There is no frigate like a book
To take us lands away
Emily Dickinson

Monday, September 12, 2011



The Man Who Loved Slow Tomatoes 


by Michael Constantine






Mario Balzic is the police chief in one of those small coal-mining towns in Pennsylvania where the mines have all but closed and the people are leading hardscrabble lives in a changed economy. This is a tale for any time. Balzic feels he knows the people on his turf like the back of his hand. So he is a little surprised when a woman he knew as a child begins to repeatedly call the police station because her husband is missing. He recognizes that she has problems and he feels a little guilty because he has not seen her for so long.




The story begins with a gift of out of season tomatoes and progresses to a heart rending losing situation because of the hidebound attitudes that are built into a way of life.This case turns out to be a little like one of Balzic’s Pittsburgh Pirate’s baseball games, sometimes you do everything you are supposed to do and things still go against you.
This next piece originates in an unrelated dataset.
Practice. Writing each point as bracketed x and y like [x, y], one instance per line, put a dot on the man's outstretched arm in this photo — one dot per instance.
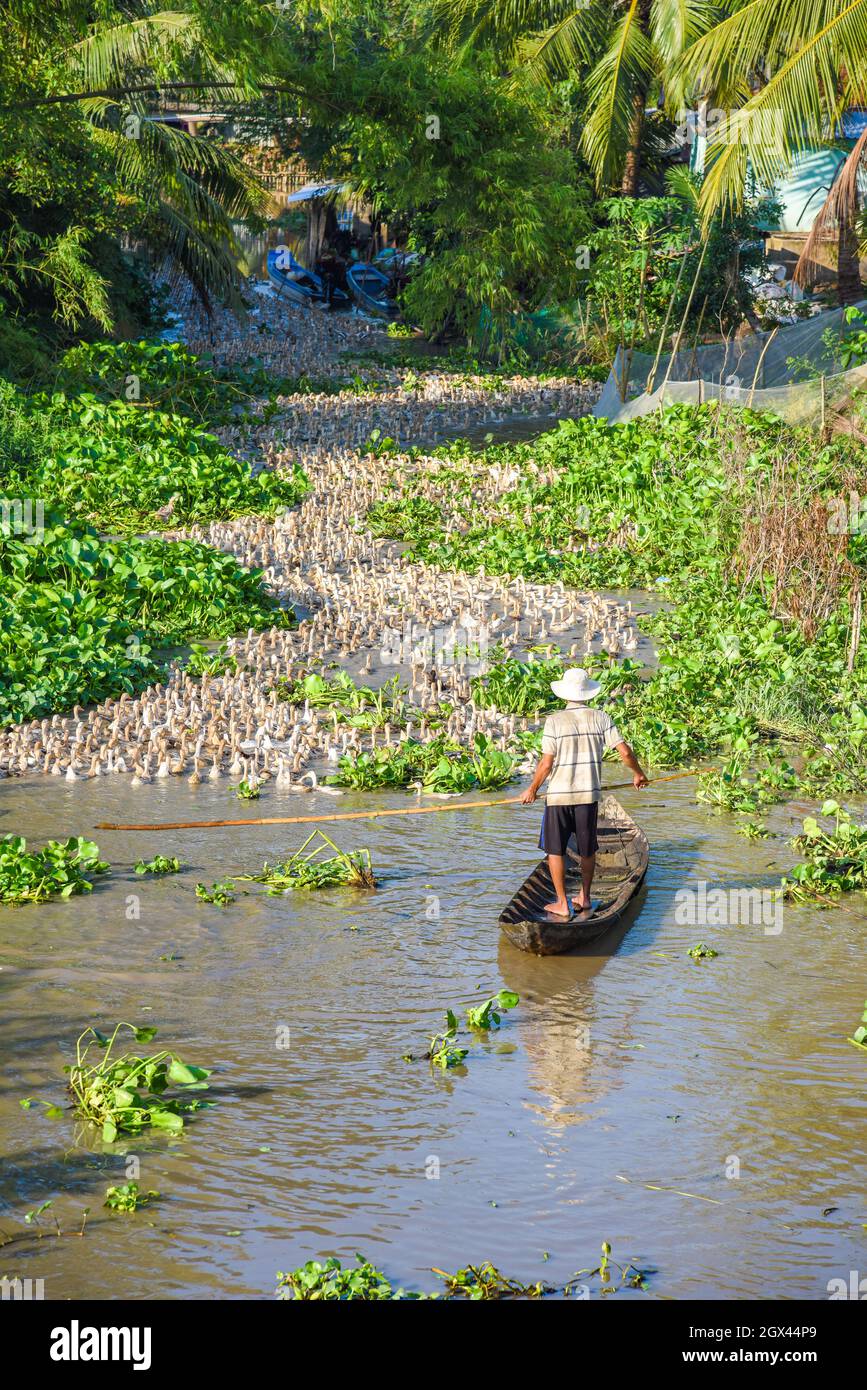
[543, 766]
[632, 763]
Baseball is the only game where the keep a record of the errors. This is a wonderful series and Balzic is a low-key but very astute sleuth who loves his family, his wine and his town. 




The first in the series, written in 1972 is the The Rocksburg Railroad Murders named after the town in which Balzic lives. In this debut Mario who is half Czech and half Italian and understands subtlety suspects immediately who the killer is, but knows that unless this case is handled with delicacy it will blow up in his face like TNT.
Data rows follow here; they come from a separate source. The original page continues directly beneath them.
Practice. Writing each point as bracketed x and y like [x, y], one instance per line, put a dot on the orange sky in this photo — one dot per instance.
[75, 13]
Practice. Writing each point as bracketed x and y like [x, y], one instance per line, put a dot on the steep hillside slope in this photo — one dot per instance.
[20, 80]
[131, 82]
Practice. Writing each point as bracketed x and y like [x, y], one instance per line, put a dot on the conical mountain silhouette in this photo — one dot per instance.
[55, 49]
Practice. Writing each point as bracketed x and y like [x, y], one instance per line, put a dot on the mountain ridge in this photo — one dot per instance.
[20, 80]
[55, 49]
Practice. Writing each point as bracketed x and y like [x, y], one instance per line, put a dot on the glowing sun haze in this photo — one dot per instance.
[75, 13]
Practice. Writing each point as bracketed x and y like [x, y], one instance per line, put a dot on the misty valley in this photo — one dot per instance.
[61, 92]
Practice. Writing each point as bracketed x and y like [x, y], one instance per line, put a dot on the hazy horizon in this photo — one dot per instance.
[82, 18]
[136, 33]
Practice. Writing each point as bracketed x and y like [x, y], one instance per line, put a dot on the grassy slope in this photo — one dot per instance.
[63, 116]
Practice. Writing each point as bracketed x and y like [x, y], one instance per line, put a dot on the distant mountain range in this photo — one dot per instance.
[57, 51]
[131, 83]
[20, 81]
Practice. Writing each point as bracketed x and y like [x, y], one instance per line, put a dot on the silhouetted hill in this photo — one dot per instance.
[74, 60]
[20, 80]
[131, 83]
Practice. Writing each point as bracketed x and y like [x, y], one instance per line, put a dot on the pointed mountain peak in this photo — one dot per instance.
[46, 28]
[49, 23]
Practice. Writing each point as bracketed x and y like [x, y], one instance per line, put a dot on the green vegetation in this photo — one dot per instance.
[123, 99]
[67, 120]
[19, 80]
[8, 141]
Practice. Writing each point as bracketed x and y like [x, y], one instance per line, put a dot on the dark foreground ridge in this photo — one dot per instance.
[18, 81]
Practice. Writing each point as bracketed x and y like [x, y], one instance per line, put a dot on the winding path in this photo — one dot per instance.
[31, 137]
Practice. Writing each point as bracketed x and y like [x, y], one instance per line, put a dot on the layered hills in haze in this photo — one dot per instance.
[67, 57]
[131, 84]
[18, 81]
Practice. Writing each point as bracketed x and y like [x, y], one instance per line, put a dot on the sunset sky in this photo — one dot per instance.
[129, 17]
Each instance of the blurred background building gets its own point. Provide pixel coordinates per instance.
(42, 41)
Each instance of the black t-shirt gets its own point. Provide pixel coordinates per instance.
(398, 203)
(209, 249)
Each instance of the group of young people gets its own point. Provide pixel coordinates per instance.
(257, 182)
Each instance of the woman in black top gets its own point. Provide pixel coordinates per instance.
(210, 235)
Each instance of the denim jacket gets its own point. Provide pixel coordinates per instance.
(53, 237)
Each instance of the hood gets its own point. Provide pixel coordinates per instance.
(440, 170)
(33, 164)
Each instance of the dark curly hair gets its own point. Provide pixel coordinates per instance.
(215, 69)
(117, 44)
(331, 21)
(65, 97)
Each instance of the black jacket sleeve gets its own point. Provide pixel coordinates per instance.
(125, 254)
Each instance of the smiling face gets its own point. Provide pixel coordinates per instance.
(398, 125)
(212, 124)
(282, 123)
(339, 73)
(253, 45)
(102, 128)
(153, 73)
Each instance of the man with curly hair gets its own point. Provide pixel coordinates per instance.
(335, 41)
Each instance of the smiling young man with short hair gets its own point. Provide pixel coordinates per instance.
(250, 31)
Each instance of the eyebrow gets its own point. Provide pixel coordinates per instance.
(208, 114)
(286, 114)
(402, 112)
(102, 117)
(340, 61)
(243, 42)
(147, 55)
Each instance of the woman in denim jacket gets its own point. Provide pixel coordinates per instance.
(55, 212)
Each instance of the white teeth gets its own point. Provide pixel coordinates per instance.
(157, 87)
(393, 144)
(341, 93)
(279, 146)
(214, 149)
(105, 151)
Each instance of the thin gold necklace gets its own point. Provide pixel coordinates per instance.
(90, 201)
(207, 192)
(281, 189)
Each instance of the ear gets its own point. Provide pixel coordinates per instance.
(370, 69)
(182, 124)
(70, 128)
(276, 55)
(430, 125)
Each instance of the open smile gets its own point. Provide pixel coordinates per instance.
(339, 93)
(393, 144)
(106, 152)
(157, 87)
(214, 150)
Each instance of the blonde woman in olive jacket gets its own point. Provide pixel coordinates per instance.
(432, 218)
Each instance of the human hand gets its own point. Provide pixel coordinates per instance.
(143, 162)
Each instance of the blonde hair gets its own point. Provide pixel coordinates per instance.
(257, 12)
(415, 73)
In these books there is a psychological aspect that is very basic. Mario Balzic uses psychology in one way or another all day long.  He counsels a young policeman on the way to go into a stranger's home who is afraid and also resistant to the police presence. Make yourself handicapped is how he puts it. If you show a person that you have human weaknesses and frailties like any other person, rather than barging in like powerful tank, they will open up to you. In one interview he asks for an aspirin for an imaginary ache and this eases the interviewee's concerns.


This book may be one of Constantine's best, but the series is well worth reading.